Sunday, January 17, 2010

The Value of a Dollar

I previously blogged about about money and kids. When Jackson first started getting allowance, we made weekly trips to the dollar store so he could buy stuff that would fall apart in 10 minutes and was no doubt laced with lead and cadmium. Then, he forgot about his allowance for a while and suddenly had "saved up" enough to buy himself a Nintendo DS.

I said "saved up" because we didn't actually pay him allowance. The odds of us having the right change (or any) on hand on any given day was remote. So began the fictional bookkeeping of allowance.

But still, I think we were happy that Jackson was learning the lessons of money: spend it on stuff you don't use and it's gone; save it up you can buy something great.

For most of the fall, Husband and I talked about creating an allowance spreadsheet. So that allowance could accumulate visually. Sydney started her allowance theoretically in September, but we bought her a DS for her birthday, which was quite a bit more than we usually spend on birthday gifts. So we deferred her allowance to January for her to make notional contributions to it.

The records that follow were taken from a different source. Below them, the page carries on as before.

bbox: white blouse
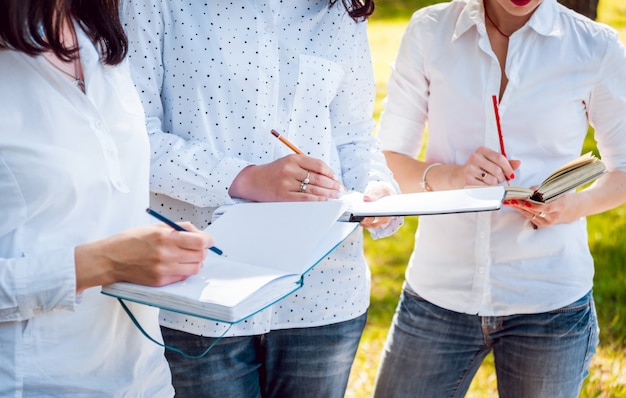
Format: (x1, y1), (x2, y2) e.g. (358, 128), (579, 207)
(0, 27), (173, 396)
(125, 0), (397, 336)
(378, 0), (626, 315)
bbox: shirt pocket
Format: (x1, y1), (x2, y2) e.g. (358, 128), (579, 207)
(288, 54), (345, 160)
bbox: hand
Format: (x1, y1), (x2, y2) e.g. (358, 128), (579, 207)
(503, 193), (577, 229)
(359, 181), (396, 229)
(462, 146), (520, 187)
(75, 223), (214, 292)
(229, 154), (343, 202)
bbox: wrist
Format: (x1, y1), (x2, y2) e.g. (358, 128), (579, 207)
(74, 240), (116, 292)
(421, 163), (441, 192)
(229, 165), (256, 199)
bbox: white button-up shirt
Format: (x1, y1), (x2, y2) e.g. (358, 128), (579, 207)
(125, 0), (398, 336)
(378, 0), (626, 315)
(0, 26), (173, 396)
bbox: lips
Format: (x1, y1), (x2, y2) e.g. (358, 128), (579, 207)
(511, 0), (532, 6)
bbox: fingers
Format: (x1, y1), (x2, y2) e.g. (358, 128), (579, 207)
(296, 154), (337, 180)
(358, 182), (397, 229)
(293, 168), (343, 199)
(144, 228), (209, 284)
(467, 147), (519, 185)
(230, 155), (342, 202)
(174, 222), (215, 248)
(360, 215), (392, 229)
(363, 181), (396, 201)
(282, 155), (342, 200)
(503, 199), (552, 229)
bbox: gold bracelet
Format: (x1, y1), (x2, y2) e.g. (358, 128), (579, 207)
(421, 163), (441, 192)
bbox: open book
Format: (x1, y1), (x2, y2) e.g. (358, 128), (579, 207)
(101, 186), (505, 323)
(504, 153), (607, 203)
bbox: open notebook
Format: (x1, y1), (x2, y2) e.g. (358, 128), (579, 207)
(340, 186), (505, 221)
(102, 200), (357, 323)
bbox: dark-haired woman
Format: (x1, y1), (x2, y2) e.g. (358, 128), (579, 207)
(0, 1), (213, 395)
(124, 0), (399, 397)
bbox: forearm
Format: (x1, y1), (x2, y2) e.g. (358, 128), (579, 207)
(570, 171), (626, 220)
(383, 151), (464, 193)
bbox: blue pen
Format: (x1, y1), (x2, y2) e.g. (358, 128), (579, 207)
(146, 208), (225, 256)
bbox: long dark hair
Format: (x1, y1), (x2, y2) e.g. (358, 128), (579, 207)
(331, 0), (375, 21)
(0, 0), (127, 65)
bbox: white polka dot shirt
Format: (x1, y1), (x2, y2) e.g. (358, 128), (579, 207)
(125, 0), (397, 336)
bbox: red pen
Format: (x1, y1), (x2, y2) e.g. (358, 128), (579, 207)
(492, 95), (511, 185)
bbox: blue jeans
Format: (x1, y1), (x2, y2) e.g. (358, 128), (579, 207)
(373, 286), (598, 398)
(162, 312), (367, 398)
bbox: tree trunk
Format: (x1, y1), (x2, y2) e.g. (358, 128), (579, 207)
(558, 0), (599, 20)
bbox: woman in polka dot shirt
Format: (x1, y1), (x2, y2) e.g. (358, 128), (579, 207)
(124, 0), (401, 396)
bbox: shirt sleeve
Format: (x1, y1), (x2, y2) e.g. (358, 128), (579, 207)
(0, 160), (76, 322)
(588, 30), (626, 172)
(0, 251), (77, 322)
(331, 20), (400, 195)
(124, 0), (250, 208)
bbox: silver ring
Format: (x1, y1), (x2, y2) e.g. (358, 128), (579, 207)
(372, 217), (379, 224)
(538, 212), (546, 218)
(299, 181), (308, 192)
(531, 214), (537, 221)
(302, 171), (310, 185)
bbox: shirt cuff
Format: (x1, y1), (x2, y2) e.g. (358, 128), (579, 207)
(368, 216), (404, 240)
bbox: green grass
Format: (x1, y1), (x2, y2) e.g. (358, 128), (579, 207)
(347, 1), (626, 396)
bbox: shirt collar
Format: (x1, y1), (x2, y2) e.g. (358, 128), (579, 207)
(453, 0), (562, 42)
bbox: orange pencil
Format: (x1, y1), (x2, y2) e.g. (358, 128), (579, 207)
(271, 129), (304, 154)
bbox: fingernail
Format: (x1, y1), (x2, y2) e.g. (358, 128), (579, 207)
(524, 202), (532, 208)
(511, 200), (518, 205)
(502, 200), (510, 205)
(510, 173), (515, 179)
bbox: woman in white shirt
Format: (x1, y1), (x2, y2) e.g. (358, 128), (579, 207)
(124, 0), (400, 396)
(373, 0), (626, 396)
(0, 1), (213, 395)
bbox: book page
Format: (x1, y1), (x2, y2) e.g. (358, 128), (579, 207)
(206, 200), (353, 274)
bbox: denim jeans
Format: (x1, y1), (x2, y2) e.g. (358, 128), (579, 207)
(373, 286), (598, 398)
(162, 312), (367, 398)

Over the holidays Husband threw together a spreadsheet. We had to backtrack and account for Jackson's allowance from last June. I knew when he bought he DS he had no money left. He got an increase in his allowance in September to $3 a week (still below the "suggested" $1 per year of age per week). Jackson has requested to purchase things over the past 6 months so we deducted the ones we could remember.

We added birthday and Christmas money that we pocketed and noted that gift cards they had available from birthdays etc. And we deducted the week of allowance they agreed to put towards our family's purchase of a goat for a family that needed it to survive.

For the first time since last June, I felt we could survive an audit of the family books.

It was good for the kids to see what saving money can do. Jackson of course is talking about buying a DSi or an iPod iTouch, both cost $180, assuming the parents-pay-the-tax deal continues (it's easier than answering all the questions about what taxes are and where all the money goes).

So Jackson was actually well on his way to $180, if you include gift cards. I was actually worried he would get there a little too soon as I am not keen on his getting another handheld electronic gadget. I needn't have worried.

The spreadsheet did come in handy this week when Jackson called me a piece of crud and, since it's not the first time, we instituted a fine system where parental name calling results in loss of one week's allowance. Now instead of just barking out threats that evaporate into air, I can walk to den and update the spreadsheet, which is much more satisfying than I would have thought.

Also, when he threw plastic bins at his door repeatedly and broke them, I deducted that from his allowance as well.

But if I thought the J Boy was getting any idea of the value of a dollar, I was disavowed of that notion on Thursday. The boy was being particularly obstinate. I asked him to put away his clothes from which he had just disrobed, and to brush his teeth and then Daddy would read him his nightly Harry Potter chapter.

He refused.

I was steadfast.

He kept hammering away, trying to find a compromise.

I told him I was not negotiating bedtime routines that have been in place for 6 plus years. I don't have the kind of energy required to do that nightly when I'm tired and want a few minutes of peace and quiet.

Husband backed me up and we told the J Boy that there would be no Harry Potter read if he didn't do his bedtime routines.

This continued well past when sensible parents would allow it. But he was determined to win. And he didn't care what it cost him. Literally.

"I'll pay you $30 if you let me brush my teeth and put away my clothes after Harry Potter."

I paused.

"OK" I agreed.

"How about $29?"

"Fine." I said.

"How about $28?"

We could be here a while.


"Okay, I'll pay you $29." he nodded very satisfied that he had 'won'.

I think he could be a legitimate contender for finance minister of the country with that kind of financial know-how and wizardry. Or at the very least, an executive position on Wall Street.

Oh and to show that I can also be equally unreasonable with my money, last night I said I'd paid him $29 to babysit his sister last night while Husband and I watched Grey's Anatomy.